Crate cesu8

Expand description

A library for converting between CESU-8 and UTF-8.

Unicode code points from the Basic Multilingual Plane (BMP), i.e. a code point in the range U+0000 to U+FFFF is encoded in the same way as UTF-8.

If encode or decode only encounters data that is both valid CESU-8 and UTF-8 data, the cesu8 crate leverages this using a clone-on-write smart pointer (Cow).
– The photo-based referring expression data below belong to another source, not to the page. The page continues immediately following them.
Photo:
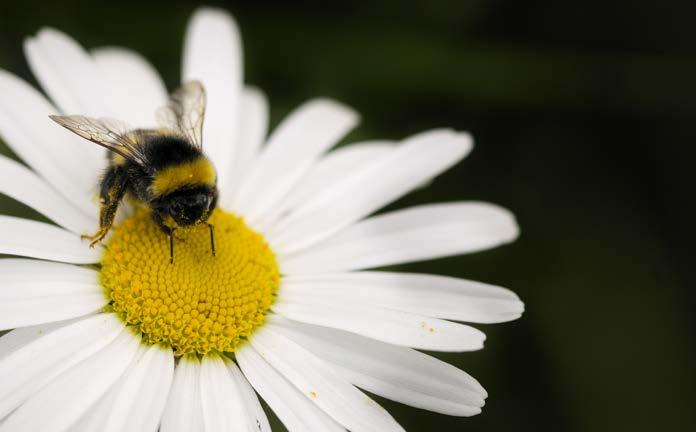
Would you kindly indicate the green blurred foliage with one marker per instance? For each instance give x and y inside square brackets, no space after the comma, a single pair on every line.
[583,118]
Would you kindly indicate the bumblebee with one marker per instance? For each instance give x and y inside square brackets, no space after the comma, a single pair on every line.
[164,169]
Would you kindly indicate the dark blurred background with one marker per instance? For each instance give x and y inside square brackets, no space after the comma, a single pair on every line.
[583,116]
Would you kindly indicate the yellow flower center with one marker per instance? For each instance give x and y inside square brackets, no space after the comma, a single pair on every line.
[200,302]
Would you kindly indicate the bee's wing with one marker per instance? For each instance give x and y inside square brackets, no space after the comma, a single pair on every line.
[112,134]
[185,111]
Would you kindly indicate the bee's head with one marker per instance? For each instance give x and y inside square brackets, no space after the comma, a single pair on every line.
[189,207]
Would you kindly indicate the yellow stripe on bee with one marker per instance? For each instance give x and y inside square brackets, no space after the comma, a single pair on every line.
[196,172]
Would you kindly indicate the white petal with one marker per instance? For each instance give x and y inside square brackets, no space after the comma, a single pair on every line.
[223,408]
[136,402]
[329,171]
[35,292]
[29,368]
[63,401]
[23,185]
[95,418]
[386,325]
[146,411]
[253,128]
[69,75]
[256,417]
[213,55]
[25,237]
[368,188]
[315,379]
[292,149]
[17,338]
[137,85]
[294,409]
[429,295]
[68,163]
[397,373]
[183,411]
[413,234]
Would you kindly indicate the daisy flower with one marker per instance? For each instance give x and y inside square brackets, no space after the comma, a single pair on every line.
[116,338]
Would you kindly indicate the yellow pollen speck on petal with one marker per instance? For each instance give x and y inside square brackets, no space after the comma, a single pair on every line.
[201,302]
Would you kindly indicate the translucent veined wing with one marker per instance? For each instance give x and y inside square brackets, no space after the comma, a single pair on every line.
[185,111]
[115,135]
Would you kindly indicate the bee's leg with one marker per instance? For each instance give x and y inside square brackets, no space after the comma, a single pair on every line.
[113,187]
[211,227]
[157,217]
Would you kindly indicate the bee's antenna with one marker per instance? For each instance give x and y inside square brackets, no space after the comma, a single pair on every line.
[212,238]
[171,245]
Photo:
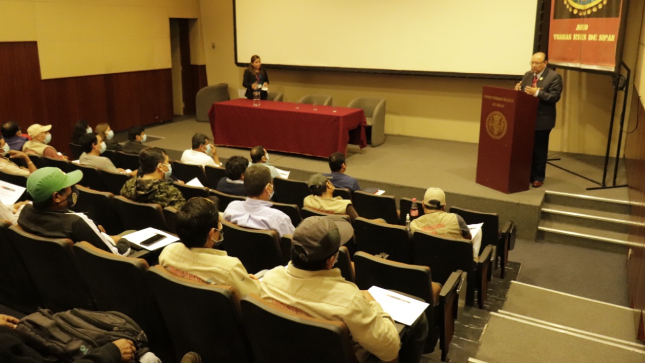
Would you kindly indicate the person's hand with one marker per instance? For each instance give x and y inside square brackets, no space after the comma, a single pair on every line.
[9,321]
[367,295]
[531,90]
[127,349]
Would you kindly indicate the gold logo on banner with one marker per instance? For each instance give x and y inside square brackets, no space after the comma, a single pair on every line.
[496,125]
[584,7]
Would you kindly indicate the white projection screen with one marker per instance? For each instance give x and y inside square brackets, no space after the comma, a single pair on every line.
[469,38]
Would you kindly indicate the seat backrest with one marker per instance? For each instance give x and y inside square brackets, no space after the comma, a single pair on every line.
[376,238]
[205,98]
[442,255]
[119,283]
[188,172]
[256,249]
[99,207]
[63,165]
[189,191]
[490,229]
[53,268]
[200,318]
[224,199]
[114,181]
[291,210]
[324,100]
[290,191]
[76,149]
[135,215]
[373,206]
[17,289]
[91,178]
[128,161]
[277,335]
[404,206]
[213,175]
[344,193]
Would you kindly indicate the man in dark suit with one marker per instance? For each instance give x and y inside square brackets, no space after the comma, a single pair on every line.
[545,84]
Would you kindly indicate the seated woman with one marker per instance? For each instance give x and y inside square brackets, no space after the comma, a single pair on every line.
[255,77]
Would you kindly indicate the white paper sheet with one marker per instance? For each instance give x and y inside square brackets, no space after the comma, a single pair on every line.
[10,193]
[195,183]
[403,309]
[144,234]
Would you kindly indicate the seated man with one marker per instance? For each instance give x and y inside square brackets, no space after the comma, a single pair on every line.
[40,137]
[136,137]
[93,146]
[323,200]
[310,284]
[338,166]
[260,156]
[233,183]
[54,193]
[8,166]
[203,152]
[13,136]
[154,186]
[255,211]
[199,229]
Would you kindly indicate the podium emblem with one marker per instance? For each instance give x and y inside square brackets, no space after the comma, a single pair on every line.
[496,125]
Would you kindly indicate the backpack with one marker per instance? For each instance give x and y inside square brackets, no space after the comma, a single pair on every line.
[71,334]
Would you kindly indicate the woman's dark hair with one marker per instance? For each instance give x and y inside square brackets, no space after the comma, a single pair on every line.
[251,68]
[79,130]
[195,220]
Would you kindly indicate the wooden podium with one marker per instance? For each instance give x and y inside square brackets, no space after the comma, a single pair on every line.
[506,138]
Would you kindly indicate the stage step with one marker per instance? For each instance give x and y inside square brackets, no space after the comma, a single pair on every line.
[586,221]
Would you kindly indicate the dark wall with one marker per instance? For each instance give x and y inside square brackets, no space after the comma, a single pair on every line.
[121,99]
[635,161]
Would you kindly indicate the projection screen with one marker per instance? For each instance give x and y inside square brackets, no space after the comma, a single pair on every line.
[462,38]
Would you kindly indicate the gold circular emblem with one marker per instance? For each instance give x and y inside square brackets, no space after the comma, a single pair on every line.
[496,125]
[584,7]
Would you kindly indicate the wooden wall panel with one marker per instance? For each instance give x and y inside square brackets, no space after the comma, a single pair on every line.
[635,163]
[123,99]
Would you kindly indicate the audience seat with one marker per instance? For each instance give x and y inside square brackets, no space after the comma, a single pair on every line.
[445,255]
[53,268]
[321,100]
[377,238]
[375,115]
[373,206]
[119,283]
[188,172]
[256,249]
[213,175]
[17,289]
[280,335]
[290,191]
[137,216]
[99,207]
[200,318]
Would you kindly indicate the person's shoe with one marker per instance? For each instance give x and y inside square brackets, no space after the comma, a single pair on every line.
[191,357]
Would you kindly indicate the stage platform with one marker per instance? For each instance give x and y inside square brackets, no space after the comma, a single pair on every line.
[406,166]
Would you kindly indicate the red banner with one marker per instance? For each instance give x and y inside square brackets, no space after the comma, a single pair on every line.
[585,33]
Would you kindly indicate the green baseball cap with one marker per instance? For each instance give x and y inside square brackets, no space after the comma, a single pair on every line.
[44,182]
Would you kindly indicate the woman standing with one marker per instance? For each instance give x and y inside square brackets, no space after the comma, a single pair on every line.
[255,77]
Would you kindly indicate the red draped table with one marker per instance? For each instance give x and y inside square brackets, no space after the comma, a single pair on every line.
[279,126]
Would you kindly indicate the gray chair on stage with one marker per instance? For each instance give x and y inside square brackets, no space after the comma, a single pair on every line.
[275,96]
[375,115]
[207,96]
[324,100]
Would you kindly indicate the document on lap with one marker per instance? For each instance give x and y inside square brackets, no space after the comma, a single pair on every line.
[403,309]
[141,236]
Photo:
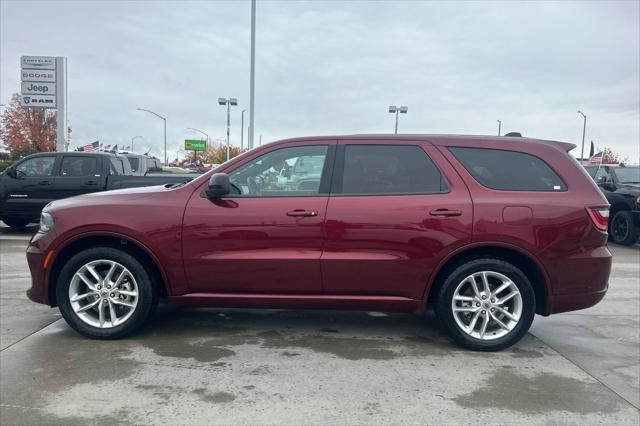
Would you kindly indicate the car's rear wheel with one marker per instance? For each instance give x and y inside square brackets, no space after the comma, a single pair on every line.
[105,293]
[623,229]
[486,304]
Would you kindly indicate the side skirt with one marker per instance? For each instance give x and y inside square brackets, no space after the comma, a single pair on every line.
[299,301]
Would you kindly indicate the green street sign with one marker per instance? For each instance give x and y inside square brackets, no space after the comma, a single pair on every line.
[195,145]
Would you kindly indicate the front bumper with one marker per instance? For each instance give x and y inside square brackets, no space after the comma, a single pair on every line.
[37,252]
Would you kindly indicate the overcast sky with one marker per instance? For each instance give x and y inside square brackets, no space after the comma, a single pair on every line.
[335,67]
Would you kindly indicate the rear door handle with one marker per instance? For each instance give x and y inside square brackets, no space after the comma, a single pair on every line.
[301,213]
[445,213]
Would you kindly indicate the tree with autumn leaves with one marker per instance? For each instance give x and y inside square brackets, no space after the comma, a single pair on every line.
[25,130]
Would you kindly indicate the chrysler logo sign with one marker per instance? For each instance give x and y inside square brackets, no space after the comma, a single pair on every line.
[38,62]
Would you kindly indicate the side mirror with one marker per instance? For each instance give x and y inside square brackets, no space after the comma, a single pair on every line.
[218,185]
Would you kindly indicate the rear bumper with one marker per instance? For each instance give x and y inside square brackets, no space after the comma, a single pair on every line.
[573,302]
[581,280]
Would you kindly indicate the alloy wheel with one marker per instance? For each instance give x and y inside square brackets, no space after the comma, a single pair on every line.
[103,293]
[620,227]
[487,305]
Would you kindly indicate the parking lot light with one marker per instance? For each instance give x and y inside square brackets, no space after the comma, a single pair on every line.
[584,127]
[397,110]
[164,119]
[228,102]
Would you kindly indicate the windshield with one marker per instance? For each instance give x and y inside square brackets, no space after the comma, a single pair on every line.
[628,174]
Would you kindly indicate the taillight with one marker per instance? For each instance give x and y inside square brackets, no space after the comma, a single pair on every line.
[599,216]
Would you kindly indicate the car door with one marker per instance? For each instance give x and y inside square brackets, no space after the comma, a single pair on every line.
[396,210]
[78,174]
[30,190]
[266,237]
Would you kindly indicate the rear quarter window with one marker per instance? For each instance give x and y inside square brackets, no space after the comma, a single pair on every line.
[508,170]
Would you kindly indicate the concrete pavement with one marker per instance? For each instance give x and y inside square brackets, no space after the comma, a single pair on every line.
[197,366]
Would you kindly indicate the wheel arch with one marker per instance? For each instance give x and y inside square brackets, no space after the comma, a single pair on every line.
[76,244]
[530,266]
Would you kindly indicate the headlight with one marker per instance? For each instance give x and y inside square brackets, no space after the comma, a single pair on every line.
[46,222]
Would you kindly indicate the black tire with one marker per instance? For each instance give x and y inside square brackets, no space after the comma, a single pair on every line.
[444,310]
[623,229]
[147,293]
[13,222]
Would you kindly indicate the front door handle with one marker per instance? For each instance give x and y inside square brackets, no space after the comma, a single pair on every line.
[302,213]
[445,213]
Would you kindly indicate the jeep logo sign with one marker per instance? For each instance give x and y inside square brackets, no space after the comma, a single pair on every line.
[38,75]
[32,88]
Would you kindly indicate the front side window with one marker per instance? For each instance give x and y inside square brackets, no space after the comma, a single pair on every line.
[38,166]
[135,163]
[78,166]
[508,170]
[390,169]
[289,172]
[628,174]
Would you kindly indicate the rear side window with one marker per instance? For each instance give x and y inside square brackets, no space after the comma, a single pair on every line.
[135,163]
[79,166]
[508,170]
[389,169]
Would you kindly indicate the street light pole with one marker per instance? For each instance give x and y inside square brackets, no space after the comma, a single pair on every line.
[132,139]
[398,110]
[228,102]
[165,129]
[584,128]
[242,131]
[252,74]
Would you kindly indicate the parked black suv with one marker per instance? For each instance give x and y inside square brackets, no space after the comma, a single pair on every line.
[29,184]
[621,186]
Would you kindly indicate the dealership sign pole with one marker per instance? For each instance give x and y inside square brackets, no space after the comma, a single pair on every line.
[44,85]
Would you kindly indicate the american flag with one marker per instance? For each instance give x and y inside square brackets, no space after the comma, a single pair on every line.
[92,147]
[596,158]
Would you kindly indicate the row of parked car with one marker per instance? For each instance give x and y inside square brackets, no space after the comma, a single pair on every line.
[30,184]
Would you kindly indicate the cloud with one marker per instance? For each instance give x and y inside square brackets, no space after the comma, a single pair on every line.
[334,67]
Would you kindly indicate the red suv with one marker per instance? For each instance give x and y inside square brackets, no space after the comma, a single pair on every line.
[490,230]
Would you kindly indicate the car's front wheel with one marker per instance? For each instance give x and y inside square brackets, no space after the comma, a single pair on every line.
[486,304]
[105,293]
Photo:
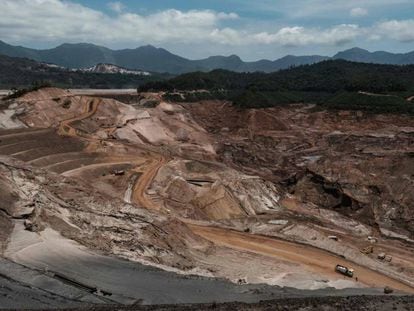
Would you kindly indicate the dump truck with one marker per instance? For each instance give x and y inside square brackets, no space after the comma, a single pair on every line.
[344,270]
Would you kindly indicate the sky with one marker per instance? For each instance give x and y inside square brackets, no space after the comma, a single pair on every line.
[252,29]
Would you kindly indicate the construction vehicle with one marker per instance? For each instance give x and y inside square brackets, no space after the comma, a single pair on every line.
[367,250]
[344,270]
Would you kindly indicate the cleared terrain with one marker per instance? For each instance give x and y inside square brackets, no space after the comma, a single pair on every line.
[201,189]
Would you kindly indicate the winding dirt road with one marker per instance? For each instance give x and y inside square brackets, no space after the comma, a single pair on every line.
[144,181]
[312,258]
[89,109]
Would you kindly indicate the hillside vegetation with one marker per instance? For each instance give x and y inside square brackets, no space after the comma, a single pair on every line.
[24,73]
[334,84]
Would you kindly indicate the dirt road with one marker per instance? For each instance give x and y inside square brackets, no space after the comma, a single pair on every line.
[90,107]
[144,181]
[314,259]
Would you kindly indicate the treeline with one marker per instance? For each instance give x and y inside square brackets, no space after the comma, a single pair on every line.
[334,84]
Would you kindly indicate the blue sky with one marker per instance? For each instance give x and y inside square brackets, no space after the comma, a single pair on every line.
[196,29]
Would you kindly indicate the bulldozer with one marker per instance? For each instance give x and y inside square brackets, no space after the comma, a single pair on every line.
[367,250]
[344,270]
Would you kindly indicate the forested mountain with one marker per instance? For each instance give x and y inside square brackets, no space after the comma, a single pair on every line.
[23,72]
[150,58]
[335,84]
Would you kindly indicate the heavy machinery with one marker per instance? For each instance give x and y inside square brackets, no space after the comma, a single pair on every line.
[344,270]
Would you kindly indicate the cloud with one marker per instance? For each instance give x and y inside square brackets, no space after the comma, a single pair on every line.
[402,30]
[358,12]
[300,36]
[56,21]
[117,7]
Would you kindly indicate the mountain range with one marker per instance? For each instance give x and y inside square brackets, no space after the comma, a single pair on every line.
[150,58]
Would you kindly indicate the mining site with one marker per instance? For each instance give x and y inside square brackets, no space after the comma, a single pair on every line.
[112,199]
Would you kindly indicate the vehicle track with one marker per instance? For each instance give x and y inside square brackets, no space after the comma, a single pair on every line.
[139,195]
[314,259]
[90,108]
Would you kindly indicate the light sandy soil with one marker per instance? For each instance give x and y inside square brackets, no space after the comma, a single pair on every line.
[177,175]
[312,258]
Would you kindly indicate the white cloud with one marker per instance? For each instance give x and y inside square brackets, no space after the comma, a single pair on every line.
[117,6]
[299,36]
[402,31]
[358,12]
[57,21]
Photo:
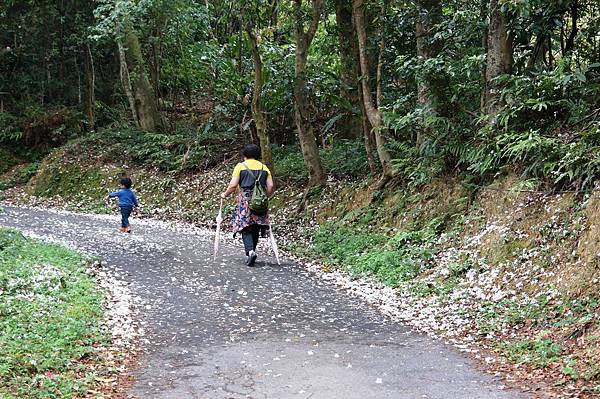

This means that there are no unnecessary operations and needless allocation of memory:

Examples

Basic usage:

use alloc::borrow::Cow;

let str = "Hello, world!";
assert_eq!(cesu8::encode(str), Cow::Borrowed(str.as_bytes()));
assert_eq!(cesu8::decode(str.as_bytes())?, Cow::Borrowed(str));

When data needs to be encoded or decoded, it functions as one might expect:

let str = "\u{10400}";
let cesu8_data = &[0xED, 0xA0, 0x81, 0xED, 0xB0, 0x80];
assert_eq!(cesu8::decode(cesu8_data)?, Cow::<str>::Owned(str.to_string()));

Features

std implements std::error::Error on Error. By default this feature is enabled.

Structs

Error

An error thrown by decode when the input is invalid CESU-8 data.

Functions

decode

Converts a slice of bytes to a string slice.

encode

Converts a string slice to CESU-8 bytes.

is_valid

Returns true if a string slice contains UTF-8 data that is also valid CESU-8.

len

Returns how many bytes in CESU-8 are required to encode a string slice.